KKE iç savaş tuzağına nasıl düştü
Özetle, Butros ve Primoukis iki taban tabana zıt tiptir. Cesareti, sıcak kişiliği ve ahlâkıyla Butros bütün mağdurların; gaddar inadıyla usta av köpeği Primoukis ise dönemin Yunan ve diğer hâkim sınıflarının, hükümetleri ve işgal dönemlerini aşan kalıcılıkta bir simgesidir. Kötüye ve zaferine hınçlanır, iyinin ve yenilgisinin ardından ağlarız (35 yıl önce ağlamıştım nitekim). Ne ki, bu taraflılık refleksi, iki büyük sorunu unutturmamalı.

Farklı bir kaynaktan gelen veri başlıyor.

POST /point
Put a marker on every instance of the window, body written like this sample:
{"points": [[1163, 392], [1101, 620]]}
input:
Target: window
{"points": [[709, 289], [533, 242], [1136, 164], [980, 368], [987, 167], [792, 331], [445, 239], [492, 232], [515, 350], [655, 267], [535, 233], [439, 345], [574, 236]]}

Üstelik bunlardan ilki, günümüz açısından önemli dersleri de içeriyor. Çünkü orada da, adım adım aleyhe dönen bir kuvvet dengesinin nesnel sonuçlarını kabullenemeyiş; beğenilmeyen bir barışı ve sağcı bir yönetimi sineye çekip ona göre bir mücadele yürütmek yerine, ya hep ya hiç tavrıyla hepsini reddedip kazanılması imkânsız bir savaşa sürükleniş söz konusuydu. 1944-45’te hemen her ülkede, Nazizme direnmiş komünist gerilla güçlerinin silâhlarını bırakıp bırakmayacağı gündeme geldi. İtalya’da Togliatti, Tito’nun israrına karşın tuzağa düşmedi ve silâhsızlanmayı kabul etmedi. Yunanistan’da ise KKE, silâh bırakma emrine karşı Aralık 1944’te önce büyük bir gösteri düzenledi; hükümet kuvvetleri ve Atina’ya girmiş bulunan İngiliz birlikleri bu yürüyüşe ateş açınca da, ne oluyor diye düşünmeksizin kanlı bir sokak savaşına girdi. Dekemvriana bozgunla sonuçlandı.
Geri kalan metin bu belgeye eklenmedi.